Add nvidia.com/gpu toleration to Ray Serve GPU workloads#18
Conversation
nebari-infrastructure-core auto-taints AWS GPU node groups with nvidia.com/gpu=true:NoSchedule, and EKS has no admission controller to inject a matching toleration. Without one, GPU-requesting Ray Serve head/worker pods stop scheduling onto GPU nodes once the taint lands. Inject the nvidia.com/gpu toleration (operator: Exists, so it matches any taint value) on a Ray group's pod template when its resources request nvidia.com/gpu, via a new nebari-rayserve.tolerations helper. Pods that don't request a GPU render no tolerations and are unchanged.

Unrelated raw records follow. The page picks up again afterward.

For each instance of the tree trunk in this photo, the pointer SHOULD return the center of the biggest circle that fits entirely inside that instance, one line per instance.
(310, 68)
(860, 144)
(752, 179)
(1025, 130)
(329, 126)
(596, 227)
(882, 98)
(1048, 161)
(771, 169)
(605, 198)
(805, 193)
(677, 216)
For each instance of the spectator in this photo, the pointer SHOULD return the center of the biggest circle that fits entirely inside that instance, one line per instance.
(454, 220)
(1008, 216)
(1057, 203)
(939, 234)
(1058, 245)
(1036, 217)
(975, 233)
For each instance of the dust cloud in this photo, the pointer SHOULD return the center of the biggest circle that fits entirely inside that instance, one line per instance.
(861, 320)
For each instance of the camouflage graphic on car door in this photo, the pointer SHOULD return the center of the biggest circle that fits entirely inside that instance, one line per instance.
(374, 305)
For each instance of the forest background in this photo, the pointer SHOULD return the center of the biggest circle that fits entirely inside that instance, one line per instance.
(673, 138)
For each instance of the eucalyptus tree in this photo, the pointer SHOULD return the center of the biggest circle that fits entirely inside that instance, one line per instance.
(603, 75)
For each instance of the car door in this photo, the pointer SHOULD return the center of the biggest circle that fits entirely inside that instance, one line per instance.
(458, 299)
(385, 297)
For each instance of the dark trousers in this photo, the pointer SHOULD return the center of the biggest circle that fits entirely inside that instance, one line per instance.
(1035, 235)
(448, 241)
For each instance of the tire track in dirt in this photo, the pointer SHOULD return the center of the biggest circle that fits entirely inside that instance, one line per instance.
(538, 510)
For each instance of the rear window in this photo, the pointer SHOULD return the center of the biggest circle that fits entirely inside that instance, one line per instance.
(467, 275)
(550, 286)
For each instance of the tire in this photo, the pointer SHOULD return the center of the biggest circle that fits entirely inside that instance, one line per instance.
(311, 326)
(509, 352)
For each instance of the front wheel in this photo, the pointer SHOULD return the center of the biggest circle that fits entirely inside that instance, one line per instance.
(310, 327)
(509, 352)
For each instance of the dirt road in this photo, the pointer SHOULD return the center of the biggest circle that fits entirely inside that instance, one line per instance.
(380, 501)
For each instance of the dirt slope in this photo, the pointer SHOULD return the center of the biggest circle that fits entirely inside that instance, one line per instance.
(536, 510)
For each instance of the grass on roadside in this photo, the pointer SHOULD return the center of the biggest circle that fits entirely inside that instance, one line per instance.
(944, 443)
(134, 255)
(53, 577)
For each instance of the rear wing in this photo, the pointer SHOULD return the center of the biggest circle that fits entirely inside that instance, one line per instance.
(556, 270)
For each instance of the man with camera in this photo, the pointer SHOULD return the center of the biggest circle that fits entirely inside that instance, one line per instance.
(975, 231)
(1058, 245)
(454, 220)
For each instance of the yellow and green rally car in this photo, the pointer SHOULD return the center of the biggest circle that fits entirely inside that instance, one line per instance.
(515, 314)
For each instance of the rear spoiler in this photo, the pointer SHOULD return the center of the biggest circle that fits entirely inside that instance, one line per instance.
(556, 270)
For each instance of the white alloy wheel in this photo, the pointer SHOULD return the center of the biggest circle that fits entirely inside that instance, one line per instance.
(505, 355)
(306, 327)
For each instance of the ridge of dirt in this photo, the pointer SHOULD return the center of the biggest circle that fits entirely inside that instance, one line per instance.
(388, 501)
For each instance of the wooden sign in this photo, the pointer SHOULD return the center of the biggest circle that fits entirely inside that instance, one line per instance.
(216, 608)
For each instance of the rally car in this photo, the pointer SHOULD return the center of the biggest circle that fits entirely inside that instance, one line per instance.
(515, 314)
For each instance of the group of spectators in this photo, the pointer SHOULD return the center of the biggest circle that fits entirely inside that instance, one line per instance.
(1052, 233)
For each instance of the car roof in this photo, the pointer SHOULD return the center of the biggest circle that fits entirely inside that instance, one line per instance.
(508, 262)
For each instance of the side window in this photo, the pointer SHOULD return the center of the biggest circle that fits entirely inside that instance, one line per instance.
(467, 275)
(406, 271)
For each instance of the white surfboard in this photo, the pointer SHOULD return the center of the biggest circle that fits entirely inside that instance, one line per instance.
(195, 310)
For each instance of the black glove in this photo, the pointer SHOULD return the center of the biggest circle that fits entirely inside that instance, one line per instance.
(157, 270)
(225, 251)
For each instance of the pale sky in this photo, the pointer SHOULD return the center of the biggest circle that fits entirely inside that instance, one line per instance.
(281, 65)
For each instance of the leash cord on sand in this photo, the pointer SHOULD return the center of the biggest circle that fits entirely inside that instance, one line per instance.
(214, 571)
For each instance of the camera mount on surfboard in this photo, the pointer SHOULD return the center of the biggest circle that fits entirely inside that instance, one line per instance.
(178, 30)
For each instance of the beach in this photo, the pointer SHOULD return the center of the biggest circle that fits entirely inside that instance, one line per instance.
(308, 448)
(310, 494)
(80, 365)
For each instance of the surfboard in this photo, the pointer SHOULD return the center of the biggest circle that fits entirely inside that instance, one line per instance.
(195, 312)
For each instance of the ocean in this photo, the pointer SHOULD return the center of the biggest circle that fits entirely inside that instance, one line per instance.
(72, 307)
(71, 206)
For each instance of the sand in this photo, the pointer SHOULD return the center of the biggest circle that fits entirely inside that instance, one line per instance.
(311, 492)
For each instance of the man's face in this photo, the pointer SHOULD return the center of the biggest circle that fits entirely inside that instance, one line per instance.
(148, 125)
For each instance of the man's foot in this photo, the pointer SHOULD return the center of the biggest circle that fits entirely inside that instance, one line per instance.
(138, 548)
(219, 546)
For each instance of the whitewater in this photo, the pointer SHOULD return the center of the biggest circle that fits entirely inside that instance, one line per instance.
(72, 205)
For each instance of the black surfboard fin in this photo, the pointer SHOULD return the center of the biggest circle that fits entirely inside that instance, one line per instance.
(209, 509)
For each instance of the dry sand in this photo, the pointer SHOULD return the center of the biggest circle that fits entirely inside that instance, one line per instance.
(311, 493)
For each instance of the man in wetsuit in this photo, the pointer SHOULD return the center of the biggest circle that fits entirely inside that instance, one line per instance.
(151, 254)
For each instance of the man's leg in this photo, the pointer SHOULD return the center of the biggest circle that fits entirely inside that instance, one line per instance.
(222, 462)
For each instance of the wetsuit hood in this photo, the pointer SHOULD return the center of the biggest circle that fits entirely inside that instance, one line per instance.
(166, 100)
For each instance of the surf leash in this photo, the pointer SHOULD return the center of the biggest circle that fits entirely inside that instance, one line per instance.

Explicit head.tolerations / worker.tolerations are appended. Closes #14
marcelovilla
left a comment
There was a problem hiding this comment.
LGTM @tylerpotts 🚀 !
Tested this on a live EKS cluster deployed via nebari-dev/nebari-infrastructure-core#370.
I deployed the Helm chart from this branch and added a GPU worker. Can confirm that the worker (requesting GPU resources) got scheduled in a GPU node while the head (which does not request GPU resources) did not get scheduled in the GPU node.
I'm left a small comment but I'm approving. Up to you if you want to address it.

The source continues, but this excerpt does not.